La Cour de justice de l’Union européenne, par un arrêt rendu par sa première chambre, statue sur l’interprétation des articles du règlement général sur la protection des données. Un ressortissant étranger, reconnu réfugié en raison de sa transidentité, a sollicité la rectification de son genre dans le registre de l’asile tenu en Hongrie. L’autorité compétente a rejeté sa demande au motif que l’intéressé n’apportait pas la preuve d’une intervention chirurgicale de réassignation sexuelle pour justifier son changement. La cour de Budapest-Capitale, saisie du litige, a décidé d’interroger la juridiction européenne sur la portée du droit de rectification face aux exigences nationales probatoires. Le problème juridique est de savoir si le droit de rectification s’impose pour l’identité de genre et si une preuve chirurgicale peut être exigée. La Cour affirme l’obligation de rectification pour garantir l’exactitude des données et proscrit l’exigence de traitements chirurgicaux portant atteinte à l’intégrité de la personne. L’analyse du droit à la rectification précédera l’examen de l’encadrement des modalités de preuve imposées par les autorités nationales lors de l’exercice de ce droit.

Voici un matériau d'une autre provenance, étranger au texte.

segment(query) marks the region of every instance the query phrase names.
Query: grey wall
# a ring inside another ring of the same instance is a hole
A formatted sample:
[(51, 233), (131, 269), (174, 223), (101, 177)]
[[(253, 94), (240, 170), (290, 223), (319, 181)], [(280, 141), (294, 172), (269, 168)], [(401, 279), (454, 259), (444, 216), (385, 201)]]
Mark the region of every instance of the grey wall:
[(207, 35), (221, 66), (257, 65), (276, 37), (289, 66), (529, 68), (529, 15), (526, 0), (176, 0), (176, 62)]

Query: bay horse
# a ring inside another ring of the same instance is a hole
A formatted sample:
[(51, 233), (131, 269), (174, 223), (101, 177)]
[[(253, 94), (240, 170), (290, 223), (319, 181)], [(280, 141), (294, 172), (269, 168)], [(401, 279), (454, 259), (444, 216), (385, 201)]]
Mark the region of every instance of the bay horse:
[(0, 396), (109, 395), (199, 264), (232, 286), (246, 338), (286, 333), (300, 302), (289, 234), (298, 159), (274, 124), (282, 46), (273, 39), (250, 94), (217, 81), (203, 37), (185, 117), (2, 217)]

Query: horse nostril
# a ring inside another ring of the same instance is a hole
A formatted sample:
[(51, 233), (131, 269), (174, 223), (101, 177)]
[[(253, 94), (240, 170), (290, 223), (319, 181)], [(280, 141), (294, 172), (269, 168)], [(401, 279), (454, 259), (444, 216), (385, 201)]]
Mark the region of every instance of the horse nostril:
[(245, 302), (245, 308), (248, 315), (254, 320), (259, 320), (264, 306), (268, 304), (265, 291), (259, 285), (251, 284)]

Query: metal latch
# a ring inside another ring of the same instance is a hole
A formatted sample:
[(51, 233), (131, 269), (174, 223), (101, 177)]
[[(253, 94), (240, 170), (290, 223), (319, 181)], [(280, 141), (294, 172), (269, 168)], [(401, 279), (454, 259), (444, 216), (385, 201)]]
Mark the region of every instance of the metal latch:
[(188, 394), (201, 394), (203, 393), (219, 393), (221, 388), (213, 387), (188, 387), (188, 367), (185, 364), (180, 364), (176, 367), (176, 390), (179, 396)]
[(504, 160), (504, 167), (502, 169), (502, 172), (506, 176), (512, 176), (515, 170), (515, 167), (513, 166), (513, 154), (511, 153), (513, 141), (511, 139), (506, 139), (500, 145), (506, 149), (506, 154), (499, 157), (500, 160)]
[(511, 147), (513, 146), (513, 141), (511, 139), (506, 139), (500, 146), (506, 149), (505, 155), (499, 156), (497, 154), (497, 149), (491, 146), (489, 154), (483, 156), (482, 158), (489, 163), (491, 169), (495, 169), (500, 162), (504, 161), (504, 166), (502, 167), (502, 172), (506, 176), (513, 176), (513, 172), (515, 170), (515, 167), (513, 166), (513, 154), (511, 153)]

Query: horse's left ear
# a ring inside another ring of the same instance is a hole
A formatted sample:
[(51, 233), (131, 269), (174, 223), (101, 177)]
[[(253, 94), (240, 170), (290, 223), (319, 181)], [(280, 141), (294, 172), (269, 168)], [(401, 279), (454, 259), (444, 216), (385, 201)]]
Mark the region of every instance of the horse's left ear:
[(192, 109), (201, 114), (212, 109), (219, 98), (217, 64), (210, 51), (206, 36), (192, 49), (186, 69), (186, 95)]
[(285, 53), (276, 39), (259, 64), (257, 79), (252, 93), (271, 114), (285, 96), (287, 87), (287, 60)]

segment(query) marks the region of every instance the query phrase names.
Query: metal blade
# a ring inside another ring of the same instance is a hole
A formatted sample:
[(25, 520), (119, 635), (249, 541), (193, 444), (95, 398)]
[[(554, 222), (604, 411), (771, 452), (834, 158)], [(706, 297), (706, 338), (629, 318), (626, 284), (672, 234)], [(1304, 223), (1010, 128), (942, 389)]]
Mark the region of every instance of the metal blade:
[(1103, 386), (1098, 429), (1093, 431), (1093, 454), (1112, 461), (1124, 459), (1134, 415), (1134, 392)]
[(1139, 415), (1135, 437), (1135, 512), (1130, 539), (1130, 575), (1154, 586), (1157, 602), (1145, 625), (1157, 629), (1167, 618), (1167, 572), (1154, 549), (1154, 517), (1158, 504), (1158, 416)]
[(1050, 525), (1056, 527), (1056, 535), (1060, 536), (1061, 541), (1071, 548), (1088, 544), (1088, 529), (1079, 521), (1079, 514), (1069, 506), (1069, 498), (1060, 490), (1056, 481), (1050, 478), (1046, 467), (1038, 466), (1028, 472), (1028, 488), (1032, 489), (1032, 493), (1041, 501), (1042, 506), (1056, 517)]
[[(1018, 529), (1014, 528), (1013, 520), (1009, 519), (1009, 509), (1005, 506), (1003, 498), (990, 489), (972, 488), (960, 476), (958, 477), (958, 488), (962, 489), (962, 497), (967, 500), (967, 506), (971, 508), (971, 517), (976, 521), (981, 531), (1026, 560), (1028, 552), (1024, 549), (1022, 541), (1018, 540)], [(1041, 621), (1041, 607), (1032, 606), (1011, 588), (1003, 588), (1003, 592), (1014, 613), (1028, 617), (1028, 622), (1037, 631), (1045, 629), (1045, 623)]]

I. L’opposabilité du droit à la rectification des données relatives à l’identité de genre
A. La consécration d’une obligation de mise à jour au titre du principe d’exactitude
L’article 16 du règlement impose au responsable du traitement de rectifier sans tarder les données à caractère personnel qui s’avèrent manifestement inexactes ou incomplètes. La juridiction souligne que cette disposition concrétise le droit fondamental de toute personne d’accéder aux données collectées la concernant et d’en obtenir la rectification. Ce droit doit être lu à la lumière du principe d’exactitude selon lequel les données traitées doivent être « exactes et, si nécessaire, tenues à jour ». La tenue à jour des informations constitue un aspect essentiel de la protection de la personne concernée à l’égard du traitement de ses données personnelles.
B. L’interprétation téléologique de l’identification de la personne concernée
Le caractère exact d’une donnée s’apprécie au regard de la finalité pour laquelle cette information a été initialement collectée par l’autorité administrative d’un État. Lorsque la collecte vise l’identification de l’intéressé, la donnée doit refléter l’identité vécue par la personne et non celle qui fut assignée lors de sa naissance. La Cour précise qu’il appartient au responsable du traitement de prendre en considération l’identité de genre de la personne au moment de son inscription officielle. Un État membre ne saurait invoquer des dispositions nationales spécifiques pour faire obstacle à l’exercice effectif de ce droit de rectification fondamental et nécessaire.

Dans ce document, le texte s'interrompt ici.